RENEE MONTAGNE, host:
To Pakistan now, where former Prime Minister Nawaz Sharif returned home yesterday to a jubilant welcome. Sharif had spent years living in exile after being overthrown by the country's current president and army chief, Pervez Musharraf. Today, Nawaz Sharif registered to take part in Pakistan's upcoming elections, scheduled for early next year. Likely to run in the elections, is an alliance of Islamist political parties. And that's causing some alarm within the Bush administration.
NPR's Jackie Northam reports from Islamabad.
JACKIE NORTHAM: There are a number of good reasons for concern about Pakistan's upcoming elections. The nuclear-armed country harbors pro-Taliban militants along its border with Afghanistan. It's in the midst of political turmoil and a state of emergency. There's widespread and growing anger against the U.S. and the military dictatorship of General Musharraf. On top of all that, a collection of Islamist political parties will likely participate in the elections.
But Professor Pervez Hoodbhoy, a terrorism expert and political analyst in Islamabad, says it's unlikely that is Islamists, especially Islamist extremists, will sweep to power in Pakistan.
Dr. PERVEZ HOODBHOY (Quaid-e-Azam University): I don't think there's much of a chance of the Islamist parties taking over Pakistani politics in the manner that Hamas did in the Palestinian territories. I do think that as a result of General Musharraf's mistakes and his failure as a political leader that the Islamists have gained an enormous amount of strength. But in terms of electoral politics, no chance that they will take over.
NORTHAM: A collection of six Islamist parties with different agendas formed a coalition during the last elections in 2002. They were able to garner about 16 percent of the vote, much higher than in previous elections.
Rasul Bakhsh Rais, a professor of political science at LUMS University in Lahore, says most of their support came from the tribal areas along the Afghan border, and that people voted in those regions out of anger over the U.S.-led war in Afghanistan. Rais says the Islamists don't draw much support throughout the rest of Pakistan.
Dr. RASUL BAKHSH RAIS (Lahore University of Management Sciences): If I look at the (unintelligible) support base of the religious political parties in Pakistan, it is very much narrow. They have not been able to really reach out to the upper middle classes and even in to the ordinary people who really suspect them.
NORTHAM: Rais says it's important to understand that the religious political parties in Pakistan have worked within the constitutional framework of the country. Rais points to the largest Islamist party, the Jamaat-e-Islami
Dr. RAIS: The Jamaat-e-Islami of Pakistan is truly a political party because it is non-sectarian and it has an Islamist agenda only through democratic means that it wants to pursue.
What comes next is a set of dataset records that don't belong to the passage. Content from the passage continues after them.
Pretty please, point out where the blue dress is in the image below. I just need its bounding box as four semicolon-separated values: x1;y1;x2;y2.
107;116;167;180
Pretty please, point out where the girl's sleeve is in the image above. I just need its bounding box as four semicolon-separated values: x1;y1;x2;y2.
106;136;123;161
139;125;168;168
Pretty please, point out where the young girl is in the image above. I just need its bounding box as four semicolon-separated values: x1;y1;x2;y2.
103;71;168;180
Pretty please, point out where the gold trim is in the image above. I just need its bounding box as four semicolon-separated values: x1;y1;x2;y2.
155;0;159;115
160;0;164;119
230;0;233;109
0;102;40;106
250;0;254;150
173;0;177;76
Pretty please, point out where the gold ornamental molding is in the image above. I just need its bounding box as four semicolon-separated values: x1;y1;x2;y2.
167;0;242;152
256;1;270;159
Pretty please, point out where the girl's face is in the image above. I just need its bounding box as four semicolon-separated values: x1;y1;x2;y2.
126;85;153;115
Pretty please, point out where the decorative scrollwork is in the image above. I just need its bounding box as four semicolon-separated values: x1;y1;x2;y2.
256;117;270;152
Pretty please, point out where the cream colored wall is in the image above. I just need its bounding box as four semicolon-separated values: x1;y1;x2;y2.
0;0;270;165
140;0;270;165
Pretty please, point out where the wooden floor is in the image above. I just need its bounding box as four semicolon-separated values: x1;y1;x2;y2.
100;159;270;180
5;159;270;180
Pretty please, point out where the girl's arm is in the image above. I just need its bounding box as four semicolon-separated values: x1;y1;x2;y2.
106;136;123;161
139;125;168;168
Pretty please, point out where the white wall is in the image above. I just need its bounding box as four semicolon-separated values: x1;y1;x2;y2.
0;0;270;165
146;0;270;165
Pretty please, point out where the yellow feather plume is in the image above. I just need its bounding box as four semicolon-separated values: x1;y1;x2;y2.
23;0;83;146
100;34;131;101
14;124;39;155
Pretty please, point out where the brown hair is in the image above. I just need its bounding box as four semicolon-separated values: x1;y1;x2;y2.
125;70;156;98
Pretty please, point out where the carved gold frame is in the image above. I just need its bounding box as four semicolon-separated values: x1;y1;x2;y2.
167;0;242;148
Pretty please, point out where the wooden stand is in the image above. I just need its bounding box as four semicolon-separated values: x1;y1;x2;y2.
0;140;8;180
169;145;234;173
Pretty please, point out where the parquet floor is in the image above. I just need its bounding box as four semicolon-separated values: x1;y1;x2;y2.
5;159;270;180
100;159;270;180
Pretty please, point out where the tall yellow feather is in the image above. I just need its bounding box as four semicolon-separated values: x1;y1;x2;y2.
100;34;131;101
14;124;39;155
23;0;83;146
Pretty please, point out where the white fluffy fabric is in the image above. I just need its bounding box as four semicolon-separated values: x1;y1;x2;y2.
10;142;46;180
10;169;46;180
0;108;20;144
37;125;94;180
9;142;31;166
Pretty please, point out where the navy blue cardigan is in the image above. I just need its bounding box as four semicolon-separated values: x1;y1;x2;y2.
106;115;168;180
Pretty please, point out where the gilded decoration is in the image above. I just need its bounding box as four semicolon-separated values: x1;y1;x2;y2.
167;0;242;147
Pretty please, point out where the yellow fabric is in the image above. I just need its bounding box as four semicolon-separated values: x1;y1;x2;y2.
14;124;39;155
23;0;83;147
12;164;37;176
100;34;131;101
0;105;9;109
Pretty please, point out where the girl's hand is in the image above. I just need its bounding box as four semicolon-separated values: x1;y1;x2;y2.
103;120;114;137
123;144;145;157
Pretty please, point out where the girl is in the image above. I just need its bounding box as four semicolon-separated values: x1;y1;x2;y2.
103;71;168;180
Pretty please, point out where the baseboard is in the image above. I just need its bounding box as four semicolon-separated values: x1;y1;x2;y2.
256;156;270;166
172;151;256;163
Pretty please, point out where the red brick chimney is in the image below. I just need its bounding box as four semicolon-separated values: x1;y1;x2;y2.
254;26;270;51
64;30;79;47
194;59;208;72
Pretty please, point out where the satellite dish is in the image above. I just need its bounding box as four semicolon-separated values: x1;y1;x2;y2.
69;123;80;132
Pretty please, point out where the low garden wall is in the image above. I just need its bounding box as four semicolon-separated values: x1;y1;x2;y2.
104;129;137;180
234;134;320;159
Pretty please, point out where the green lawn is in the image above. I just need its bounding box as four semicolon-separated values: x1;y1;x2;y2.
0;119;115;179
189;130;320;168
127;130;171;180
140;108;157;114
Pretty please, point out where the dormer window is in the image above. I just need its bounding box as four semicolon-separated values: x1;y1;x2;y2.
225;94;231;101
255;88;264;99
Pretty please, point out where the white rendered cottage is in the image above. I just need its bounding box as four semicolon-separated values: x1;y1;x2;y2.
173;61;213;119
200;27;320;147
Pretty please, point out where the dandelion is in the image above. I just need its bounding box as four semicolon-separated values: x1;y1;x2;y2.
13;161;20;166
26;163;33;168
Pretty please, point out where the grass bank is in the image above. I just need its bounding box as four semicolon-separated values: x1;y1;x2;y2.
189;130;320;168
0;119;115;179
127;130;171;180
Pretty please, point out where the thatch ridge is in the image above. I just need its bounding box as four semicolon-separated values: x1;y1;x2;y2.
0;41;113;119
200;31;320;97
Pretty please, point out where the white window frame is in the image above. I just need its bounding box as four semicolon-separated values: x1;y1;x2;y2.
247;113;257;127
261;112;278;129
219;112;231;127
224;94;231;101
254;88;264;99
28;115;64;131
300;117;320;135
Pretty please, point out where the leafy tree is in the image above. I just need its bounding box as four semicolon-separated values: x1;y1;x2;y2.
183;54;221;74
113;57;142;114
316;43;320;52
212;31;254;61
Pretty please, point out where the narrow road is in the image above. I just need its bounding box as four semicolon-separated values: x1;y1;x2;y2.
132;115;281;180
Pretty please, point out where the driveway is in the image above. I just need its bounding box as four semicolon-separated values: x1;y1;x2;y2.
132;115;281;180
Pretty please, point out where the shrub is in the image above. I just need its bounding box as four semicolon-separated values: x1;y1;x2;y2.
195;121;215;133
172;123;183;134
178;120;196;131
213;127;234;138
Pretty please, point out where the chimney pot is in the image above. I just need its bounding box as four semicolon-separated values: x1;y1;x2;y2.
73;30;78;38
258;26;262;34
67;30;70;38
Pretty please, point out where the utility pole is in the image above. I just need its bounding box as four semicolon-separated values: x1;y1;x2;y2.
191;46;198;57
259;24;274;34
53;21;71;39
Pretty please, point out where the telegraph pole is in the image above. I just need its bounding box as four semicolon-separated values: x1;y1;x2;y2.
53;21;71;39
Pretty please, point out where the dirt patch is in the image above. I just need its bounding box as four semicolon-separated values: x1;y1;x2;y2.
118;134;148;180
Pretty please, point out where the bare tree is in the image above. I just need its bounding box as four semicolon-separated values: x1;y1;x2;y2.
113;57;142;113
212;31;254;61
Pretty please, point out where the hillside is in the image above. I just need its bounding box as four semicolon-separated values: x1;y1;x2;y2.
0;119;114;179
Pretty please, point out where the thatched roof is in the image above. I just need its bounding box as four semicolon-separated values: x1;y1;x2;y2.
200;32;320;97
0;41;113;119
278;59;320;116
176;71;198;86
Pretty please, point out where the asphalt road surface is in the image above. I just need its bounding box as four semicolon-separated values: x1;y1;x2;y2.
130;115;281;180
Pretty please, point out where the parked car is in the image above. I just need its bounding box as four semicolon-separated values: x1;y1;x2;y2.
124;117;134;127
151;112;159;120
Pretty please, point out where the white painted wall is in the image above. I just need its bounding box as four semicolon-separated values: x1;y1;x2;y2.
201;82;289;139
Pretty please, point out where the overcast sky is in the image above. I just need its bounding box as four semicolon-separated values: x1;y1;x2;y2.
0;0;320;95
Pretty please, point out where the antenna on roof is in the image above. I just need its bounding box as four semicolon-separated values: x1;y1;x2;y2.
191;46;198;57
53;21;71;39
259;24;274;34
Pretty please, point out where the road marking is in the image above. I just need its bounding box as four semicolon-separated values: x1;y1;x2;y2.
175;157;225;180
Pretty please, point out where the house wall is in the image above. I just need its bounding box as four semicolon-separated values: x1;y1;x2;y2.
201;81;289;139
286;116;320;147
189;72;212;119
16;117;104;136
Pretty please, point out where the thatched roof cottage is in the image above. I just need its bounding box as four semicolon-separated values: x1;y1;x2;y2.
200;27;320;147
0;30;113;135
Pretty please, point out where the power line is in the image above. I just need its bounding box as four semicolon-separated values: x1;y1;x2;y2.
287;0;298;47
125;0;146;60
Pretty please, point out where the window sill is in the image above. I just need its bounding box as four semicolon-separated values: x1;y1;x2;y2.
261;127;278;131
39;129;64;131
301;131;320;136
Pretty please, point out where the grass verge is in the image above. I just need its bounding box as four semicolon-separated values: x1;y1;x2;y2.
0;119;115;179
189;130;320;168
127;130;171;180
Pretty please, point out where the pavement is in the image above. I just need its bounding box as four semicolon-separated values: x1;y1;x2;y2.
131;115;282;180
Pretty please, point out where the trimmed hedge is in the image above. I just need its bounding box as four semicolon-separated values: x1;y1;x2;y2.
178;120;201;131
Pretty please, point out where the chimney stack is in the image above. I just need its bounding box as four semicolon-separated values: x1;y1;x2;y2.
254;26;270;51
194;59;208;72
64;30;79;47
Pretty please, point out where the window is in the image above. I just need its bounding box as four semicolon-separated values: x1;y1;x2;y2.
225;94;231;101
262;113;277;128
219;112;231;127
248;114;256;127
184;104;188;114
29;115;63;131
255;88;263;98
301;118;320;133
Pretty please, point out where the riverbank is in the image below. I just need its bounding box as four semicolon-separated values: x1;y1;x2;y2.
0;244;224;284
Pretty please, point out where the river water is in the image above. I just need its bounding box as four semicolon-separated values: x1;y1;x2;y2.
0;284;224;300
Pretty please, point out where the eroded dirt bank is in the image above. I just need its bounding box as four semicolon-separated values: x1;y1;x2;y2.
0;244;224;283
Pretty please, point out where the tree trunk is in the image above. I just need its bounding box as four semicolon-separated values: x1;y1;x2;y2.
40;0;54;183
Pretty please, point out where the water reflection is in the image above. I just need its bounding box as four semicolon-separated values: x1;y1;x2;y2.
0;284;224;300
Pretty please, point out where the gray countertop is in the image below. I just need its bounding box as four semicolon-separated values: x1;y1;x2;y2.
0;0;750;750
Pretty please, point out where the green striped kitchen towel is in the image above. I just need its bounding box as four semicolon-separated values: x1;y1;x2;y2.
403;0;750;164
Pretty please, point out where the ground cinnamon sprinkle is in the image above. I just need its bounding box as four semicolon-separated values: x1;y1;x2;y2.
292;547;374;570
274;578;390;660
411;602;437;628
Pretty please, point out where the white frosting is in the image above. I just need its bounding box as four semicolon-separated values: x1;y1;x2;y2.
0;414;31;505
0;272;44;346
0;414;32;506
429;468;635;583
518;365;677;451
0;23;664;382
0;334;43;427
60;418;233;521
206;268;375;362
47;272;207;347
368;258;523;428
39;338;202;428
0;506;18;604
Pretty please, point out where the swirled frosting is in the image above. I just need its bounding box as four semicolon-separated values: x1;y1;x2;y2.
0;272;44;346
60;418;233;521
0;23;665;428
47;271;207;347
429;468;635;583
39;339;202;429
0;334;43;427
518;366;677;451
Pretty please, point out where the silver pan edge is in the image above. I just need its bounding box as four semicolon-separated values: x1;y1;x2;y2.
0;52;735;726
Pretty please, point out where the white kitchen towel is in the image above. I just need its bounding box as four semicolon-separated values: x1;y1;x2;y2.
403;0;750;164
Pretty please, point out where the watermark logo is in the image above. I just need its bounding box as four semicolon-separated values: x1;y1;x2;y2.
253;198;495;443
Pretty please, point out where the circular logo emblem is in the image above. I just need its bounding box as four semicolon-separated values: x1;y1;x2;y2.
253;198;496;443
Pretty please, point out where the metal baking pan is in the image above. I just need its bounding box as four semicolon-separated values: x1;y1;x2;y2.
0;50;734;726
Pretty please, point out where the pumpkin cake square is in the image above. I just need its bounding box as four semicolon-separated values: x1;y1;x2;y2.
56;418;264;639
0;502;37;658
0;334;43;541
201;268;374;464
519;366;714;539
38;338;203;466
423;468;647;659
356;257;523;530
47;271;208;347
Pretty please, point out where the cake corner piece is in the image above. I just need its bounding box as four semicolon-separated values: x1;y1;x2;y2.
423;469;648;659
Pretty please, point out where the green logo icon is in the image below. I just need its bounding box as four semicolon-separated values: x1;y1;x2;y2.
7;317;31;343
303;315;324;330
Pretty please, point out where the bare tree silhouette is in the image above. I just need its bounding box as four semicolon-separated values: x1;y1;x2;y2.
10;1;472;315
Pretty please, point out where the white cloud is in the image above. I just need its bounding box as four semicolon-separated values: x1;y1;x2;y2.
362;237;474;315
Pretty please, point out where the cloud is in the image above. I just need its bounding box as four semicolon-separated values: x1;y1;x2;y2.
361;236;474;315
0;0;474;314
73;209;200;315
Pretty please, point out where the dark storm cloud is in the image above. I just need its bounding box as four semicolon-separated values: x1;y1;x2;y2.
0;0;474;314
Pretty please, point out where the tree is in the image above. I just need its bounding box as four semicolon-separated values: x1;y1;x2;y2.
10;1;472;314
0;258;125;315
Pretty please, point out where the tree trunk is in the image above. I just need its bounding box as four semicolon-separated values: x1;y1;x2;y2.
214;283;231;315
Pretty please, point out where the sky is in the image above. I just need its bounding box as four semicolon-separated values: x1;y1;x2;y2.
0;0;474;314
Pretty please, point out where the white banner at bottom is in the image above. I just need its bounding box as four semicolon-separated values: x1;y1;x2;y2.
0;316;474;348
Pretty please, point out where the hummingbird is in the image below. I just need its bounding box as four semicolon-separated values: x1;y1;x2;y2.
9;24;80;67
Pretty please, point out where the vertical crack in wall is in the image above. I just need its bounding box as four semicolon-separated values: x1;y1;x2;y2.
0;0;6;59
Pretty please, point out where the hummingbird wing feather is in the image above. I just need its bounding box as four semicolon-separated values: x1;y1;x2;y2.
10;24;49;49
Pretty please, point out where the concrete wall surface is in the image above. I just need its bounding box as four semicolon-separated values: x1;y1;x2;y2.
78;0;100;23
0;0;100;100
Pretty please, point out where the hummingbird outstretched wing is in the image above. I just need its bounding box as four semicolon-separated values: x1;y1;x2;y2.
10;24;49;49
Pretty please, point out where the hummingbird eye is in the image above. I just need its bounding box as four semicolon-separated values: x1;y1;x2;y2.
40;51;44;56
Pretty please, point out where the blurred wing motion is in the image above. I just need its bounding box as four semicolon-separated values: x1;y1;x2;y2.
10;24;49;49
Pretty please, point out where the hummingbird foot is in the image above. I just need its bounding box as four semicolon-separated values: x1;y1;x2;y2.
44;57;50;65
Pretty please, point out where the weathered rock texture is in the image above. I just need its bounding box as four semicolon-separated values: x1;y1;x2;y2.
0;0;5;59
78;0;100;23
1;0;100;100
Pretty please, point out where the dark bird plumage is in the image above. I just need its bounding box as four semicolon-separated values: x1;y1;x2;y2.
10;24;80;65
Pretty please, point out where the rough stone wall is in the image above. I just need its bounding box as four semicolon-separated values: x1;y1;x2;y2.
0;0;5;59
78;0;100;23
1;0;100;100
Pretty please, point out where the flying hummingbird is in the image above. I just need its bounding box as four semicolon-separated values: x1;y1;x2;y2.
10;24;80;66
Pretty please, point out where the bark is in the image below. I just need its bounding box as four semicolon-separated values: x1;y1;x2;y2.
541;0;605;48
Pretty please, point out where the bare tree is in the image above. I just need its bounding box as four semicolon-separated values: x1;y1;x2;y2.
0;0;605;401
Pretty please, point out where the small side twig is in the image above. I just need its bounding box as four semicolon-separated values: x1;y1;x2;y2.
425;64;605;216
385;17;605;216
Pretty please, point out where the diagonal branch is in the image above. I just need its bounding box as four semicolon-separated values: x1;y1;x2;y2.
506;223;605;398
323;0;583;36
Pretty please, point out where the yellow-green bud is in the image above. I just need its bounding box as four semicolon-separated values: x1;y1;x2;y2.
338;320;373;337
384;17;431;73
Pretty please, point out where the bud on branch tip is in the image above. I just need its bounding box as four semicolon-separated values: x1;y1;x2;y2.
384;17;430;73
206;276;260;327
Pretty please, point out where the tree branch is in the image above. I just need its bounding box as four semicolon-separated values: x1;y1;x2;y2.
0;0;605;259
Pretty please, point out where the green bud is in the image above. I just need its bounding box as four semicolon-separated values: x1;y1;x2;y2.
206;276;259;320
NORTHAM: Professor Khurshid Ahmad, the senior vice president of Jamaat-e-Islami, says his party was formed in 1941 primarily as an ideological movement. But Ahmed said Jamaat-e-Islami has stayed within its original ideals of change through democratic social mobilization, even though some in the party are pushing to be more radical, especially when the Pakistan army launches attacks against pro-Taliban militants in its stronghold in the northwest region of the country.
Dr. KHURSHID AHMAD (Jamaat-e-Islami): We have never allowed our organization - despite all these attacks, deviations, provocations - to move in the direction (unintelligible) we have never. Because it is a matter of principle with us. Principle - that means and ends both must be correct.
NORTHAM: But Professor Hoodbhoy says the Islamist parties do little to stop extremists from carrying out suicide bombings or other attacks, and condemn the Pakistan military whenever it takes action against suspected terrorist strongholds. But Hoodbhoy says the militants are often beholden to radical tribal leaders and have little need for the organized Islamist political parties.
Dr. HOODBHOY: The Islamist parties may have secret sympathies with the Taliban and al-Qaida, but those guys have gotten far beyond what even these parties can advocate. So these parties actually find themselves in the center so far as Pakistani politics is concerned.
NORTHAM: Hoodbhoy says the real issues in this election are security, social services, and putting food on the table. And Hoodbhoy says the Islamist parties have not come up with any manifesto to lead Pakistan out of what he calls the mess it's in.
Jackie Northam, NPR News, Islamabad.